Scientists from MIT and IBM Research have developed a tool called saliency cards to assist users in selecting the most appropriate saliency method for their specific task when deploying machine-learning models. Saliency methods aim to explain how these complex models make predictions, as even the scientists who design them may not fully understand their inner workings. Saliency cards offer standardized documentation of each method’s operations, strengths, weaknesses, and explanations to aid users in correctly interpreting the model’s behavior. The researchers believe that by providing users with this information, they can make informed choices and gain a more accurate understanding of their model’s predictions. The cards allow for quick side-by-side comparisons of different saliency methods, catering to machine-learning researchers as well as lay users. The researchers hope that saliency cards will help users select the appropriate method for their model and task, leading to improved interpretation of the model’s predictions. The research will be presented at the ACM Conference on Fairness, Accountability, and Transparency.
Picking the right method
The evaluation of saliency methods in terms of faithfulness, which measures how accurately a method reflects a model’s decision-making process, is not straightforward, according to Boggust. A method may perform well on one aspect of faithfulness but fail on another. Consequently, users often rely on popular or recommended methods rather than evaluating them comprehensively.

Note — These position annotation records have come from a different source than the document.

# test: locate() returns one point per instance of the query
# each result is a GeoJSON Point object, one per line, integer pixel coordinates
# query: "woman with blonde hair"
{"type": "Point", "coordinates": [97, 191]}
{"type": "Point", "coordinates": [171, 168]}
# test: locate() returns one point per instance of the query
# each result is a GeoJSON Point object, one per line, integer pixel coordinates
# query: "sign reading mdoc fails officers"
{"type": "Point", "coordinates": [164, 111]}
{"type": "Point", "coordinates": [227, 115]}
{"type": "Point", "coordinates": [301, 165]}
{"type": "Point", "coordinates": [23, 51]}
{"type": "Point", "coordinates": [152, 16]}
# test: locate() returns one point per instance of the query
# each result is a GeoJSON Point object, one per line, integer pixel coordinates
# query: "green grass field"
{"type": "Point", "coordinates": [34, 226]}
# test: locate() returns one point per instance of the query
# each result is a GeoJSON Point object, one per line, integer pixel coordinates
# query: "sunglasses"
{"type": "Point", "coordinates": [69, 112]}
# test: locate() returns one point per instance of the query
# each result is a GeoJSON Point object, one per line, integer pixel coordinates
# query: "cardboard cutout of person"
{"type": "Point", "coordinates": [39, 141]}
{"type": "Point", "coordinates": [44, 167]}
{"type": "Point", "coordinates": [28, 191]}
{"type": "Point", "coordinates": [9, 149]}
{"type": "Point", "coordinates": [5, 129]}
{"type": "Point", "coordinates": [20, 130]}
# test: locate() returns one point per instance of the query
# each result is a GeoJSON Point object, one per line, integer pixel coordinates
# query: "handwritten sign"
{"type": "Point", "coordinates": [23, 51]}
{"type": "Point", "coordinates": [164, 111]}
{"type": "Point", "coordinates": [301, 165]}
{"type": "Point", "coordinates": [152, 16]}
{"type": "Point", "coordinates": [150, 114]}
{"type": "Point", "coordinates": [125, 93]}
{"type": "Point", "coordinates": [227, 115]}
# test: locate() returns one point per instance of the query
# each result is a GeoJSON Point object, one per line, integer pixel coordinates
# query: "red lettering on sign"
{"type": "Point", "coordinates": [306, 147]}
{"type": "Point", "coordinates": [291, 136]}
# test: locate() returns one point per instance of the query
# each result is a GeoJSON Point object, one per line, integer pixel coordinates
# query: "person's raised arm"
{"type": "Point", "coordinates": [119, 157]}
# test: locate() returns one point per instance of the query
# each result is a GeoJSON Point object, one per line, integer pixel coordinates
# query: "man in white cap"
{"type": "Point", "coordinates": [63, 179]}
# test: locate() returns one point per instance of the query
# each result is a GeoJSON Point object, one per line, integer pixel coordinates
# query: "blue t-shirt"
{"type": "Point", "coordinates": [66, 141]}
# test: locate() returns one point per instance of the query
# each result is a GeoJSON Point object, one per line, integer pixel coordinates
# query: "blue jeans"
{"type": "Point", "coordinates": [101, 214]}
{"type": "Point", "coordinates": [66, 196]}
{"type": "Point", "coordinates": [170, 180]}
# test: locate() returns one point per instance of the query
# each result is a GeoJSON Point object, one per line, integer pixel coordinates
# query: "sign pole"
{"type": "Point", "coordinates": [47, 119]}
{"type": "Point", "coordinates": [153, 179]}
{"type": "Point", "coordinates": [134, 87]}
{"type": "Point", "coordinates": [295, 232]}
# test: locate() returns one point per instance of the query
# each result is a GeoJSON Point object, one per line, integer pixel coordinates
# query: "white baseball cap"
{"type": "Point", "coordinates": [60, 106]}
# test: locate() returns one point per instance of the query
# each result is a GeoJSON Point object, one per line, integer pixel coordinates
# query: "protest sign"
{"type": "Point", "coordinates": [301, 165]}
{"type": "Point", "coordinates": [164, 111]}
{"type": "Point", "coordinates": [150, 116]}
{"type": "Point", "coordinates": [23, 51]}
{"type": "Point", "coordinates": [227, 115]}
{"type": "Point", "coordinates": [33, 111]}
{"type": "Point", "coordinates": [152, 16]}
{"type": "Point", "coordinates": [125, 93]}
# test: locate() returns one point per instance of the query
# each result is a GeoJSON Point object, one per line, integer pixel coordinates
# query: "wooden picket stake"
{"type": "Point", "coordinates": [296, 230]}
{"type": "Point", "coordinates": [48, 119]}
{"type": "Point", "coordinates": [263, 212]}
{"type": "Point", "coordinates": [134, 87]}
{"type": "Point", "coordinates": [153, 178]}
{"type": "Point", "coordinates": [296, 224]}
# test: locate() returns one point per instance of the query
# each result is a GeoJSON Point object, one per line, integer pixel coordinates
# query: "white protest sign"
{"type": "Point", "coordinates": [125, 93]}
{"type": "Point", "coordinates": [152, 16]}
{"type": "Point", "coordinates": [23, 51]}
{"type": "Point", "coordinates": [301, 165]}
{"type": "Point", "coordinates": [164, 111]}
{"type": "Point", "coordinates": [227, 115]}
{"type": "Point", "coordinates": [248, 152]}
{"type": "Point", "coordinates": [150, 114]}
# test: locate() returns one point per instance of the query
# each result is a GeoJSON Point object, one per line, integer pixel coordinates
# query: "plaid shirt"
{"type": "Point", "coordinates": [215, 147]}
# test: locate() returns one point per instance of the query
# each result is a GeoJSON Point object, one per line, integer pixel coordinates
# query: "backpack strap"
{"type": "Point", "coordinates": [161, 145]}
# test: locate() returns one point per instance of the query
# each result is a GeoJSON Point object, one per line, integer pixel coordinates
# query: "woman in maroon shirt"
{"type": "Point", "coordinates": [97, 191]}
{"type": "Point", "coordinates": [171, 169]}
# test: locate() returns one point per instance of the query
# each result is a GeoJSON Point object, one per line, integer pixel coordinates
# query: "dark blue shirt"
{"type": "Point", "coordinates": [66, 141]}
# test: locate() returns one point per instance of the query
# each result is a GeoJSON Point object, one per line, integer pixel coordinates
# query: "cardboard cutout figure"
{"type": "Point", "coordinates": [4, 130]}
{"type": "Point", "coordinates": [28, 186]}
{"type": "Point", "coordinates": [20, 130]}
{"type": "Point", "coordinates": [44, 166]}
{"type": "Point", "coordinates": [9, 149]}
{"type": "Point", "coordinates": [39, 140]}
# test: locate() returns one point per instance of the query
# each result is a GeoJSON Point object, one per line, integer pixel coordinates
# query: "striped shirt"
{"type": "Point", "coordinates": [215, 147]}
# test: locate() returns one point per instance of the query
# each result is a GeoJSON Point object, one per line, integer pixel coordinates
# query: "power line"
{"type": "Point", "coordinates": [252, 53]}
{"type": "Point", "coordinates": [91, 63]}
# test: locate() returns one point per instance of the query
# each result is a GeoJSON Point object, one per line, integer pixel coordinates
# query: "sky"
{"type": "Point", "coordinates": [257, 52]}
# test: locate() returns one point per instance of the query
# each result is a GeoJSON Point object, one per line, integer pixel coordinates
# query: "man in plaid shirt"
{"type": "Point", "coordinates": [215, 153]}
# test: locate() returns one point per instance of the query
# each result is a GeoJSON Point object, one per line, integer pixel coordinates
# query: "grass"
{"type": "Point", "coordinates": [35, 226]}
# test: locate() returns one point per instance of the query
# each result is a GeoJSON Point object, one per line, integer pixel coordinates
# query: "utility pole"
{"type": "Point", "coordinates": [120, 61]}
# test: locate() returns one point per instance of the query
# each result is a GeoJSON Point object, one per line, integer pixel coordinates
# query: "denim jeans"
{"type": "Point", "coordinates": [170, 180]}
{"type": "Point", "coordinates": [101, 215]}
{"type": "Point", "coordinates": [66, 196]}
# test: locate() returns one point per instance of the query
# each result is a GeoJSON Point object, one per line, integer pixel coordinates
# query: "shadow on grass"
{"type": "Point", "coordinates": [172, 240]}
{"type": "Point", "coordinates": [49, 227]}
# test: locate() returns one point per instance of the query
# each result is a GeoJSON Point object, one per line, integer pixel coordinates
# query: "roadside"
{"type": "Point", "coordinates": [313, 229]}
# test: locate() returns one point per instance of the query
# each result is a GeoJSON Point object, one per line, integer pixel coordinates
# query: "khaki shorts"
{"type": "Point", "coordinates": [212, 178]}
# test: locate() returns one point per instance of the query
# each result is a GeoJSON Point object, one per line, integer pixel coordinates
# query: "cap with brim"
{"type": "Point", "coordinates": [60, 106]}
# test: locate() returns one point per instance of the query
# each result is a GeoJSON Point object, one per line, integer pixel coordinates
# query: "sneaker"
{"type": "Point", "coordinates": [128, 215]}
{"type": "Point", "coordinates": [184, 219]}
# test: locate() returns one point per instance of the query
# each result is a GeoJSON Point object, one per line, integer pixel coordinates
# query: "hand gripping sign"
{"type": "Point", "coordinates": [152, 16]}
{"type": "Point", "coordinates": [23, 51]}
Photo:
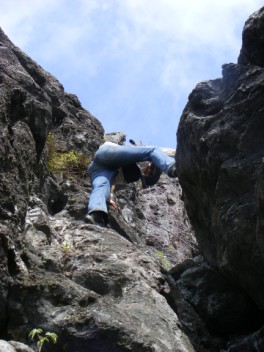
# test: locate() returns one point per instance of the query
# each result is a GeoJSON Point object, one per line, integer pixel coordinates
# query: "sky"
{"type": "Point", "coordinates": [131, 63]}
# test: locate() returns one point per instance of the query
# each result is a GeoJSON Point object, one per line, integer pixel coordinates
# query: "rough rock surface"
{"type": "Point", "coordinates": [98, 289]}
{"type": "Point", "coordinates": [142, 284]}
{"type": "Point", "coordinates": [220, 154]}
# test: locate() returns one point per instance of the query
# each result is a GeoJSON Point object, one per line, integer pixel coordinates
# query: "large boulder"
{"type": "Point", "coordinates": [220, 165]}
{"type": "Point", "coordinates": [98, 289]}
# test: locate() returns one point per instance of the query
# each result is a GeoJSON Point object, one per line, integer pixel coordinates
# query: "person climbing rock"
{"type": "Point", "coordinates": [115, 164]}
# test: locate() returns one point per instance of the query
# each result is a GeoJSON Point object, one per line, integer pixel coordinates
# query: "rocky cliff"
{"type": "Point", "coordinates": [220, 165]}
{"type": "Point", "coordinates": [97, 289]}
{"type": "Point", "coordinates": [144, 283]}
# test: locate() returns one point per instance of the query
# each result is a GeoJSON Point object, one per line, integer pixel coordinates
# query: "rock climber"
{"type": "Point", "coordinates": [117, 164]}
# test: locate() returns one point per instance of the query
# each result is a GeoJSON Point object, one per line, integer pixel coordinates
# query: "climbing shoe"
{"type": "Point", "coordinates": [172, 170]}
{"type": "Point", "coordinates": [97, 218]}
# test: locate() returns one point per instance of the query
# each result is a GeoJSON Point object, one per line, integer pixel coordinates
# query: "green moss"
{"type": "Point", "coordinates": [163, 260]}
{"type": "Point", "coordinates": [70, 164]}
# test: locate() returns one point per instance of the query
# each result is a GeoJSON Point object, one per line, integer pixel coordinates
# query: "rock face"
{"type": "Point", "coordinates": [220, 166]}
{"type": "Point", "coordinates": [98, 289]}
{"type": "Point", "coordinates": [142, 284]}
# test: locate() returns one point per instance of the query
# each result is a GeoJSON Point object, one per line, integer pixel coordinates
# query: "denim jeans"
{"type": "Point", "coordinates": [108, 159]}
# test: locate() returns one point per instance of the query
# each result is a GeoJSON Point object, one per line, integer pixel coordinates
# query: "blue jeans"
{"type": "Point", "coordinates": [108, 159]}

However, choosing the wrong method can have significant implications. For example, the integrated gradients saliency method compares feature importance in an image to a meaningless baseline. If the baseline is set to all 0s, which corresponds to black in images, the method may incorrectly indicate that black pixels are unimportant, potentially affecting interpretations of X-ray images.
To address these challenges, saliency cards offer a concise summary of a saliency method’s operation using 10 user-focused attributes. These attributes describe how saliency is calculated, the method’s relationship with the model, and how users perceive its outputs.
For instance, one attribute called “hyperparameter dependence” measures the sensitivity of a saliency method to user-specified parameters. The saliency card for integrated gradients would explain its parameters and their impact on performance. By consulting the card, users can quickly identify that the default parameters, such as the all-0s baseline, might yield misleading results when applied to X-ray evaluations.
Saliency cards not only benefit users but also contribute to scientific research by highlighting gaps in the field. The MIT researchers, for instance, were unable to identify a saliency method that was both computationally efficient and applicable to any machine-learning model. This discovery prompts further investigation to determine if such a method can be developed or if there is an inherent conflict between these two requirements.
Showing their cards
Following the creation of multiple saliency cards, the research team conducted a user study involving eight domain experts with diverse backgrounds, ranging from computer scientists to a radiologist who had limited familiarity with machine learning. The participants found the concise descriptions provided by the cards helpful in prioritizing attributes and comparing different saliency methods. Even the radiologist, despite being new to machine learning, could understand the cards and utilize them to participate in the saliency method selection process.
The interviews yielded some surprising insights. While researchers often assume that clinicians prefer sharp methods that focus on specific objects in medical images, the clinician in the study expressed a preference for some noise in the images to aid in reducing uncertainty.
Furthermore, it was revealed that each participant had unique priorities regarding the attributes of saliency methods, even if they held the same role or profession. This finding highlights the importance of considering individual preferences and needs when selecting saliency methods.
Moving forward, the researchers aim to explore the under-evaluated attributes of saliency methods and potentially develop task-specific methods. They also seek to enhance their understanding of how people perceive saliency method outputs, which could lead to improved visualizations. Additionally, they plan to host their work on a public repository to gather feedback that will guide future research and development.
The researchers envision the saliency cards as dynamic documents that evolve with the introduction of new saliency methods and evaluations. They believe that this work serves as a foundation for a broader discussion on the attributes of saliency methods and their implications for different tasks and user requirements.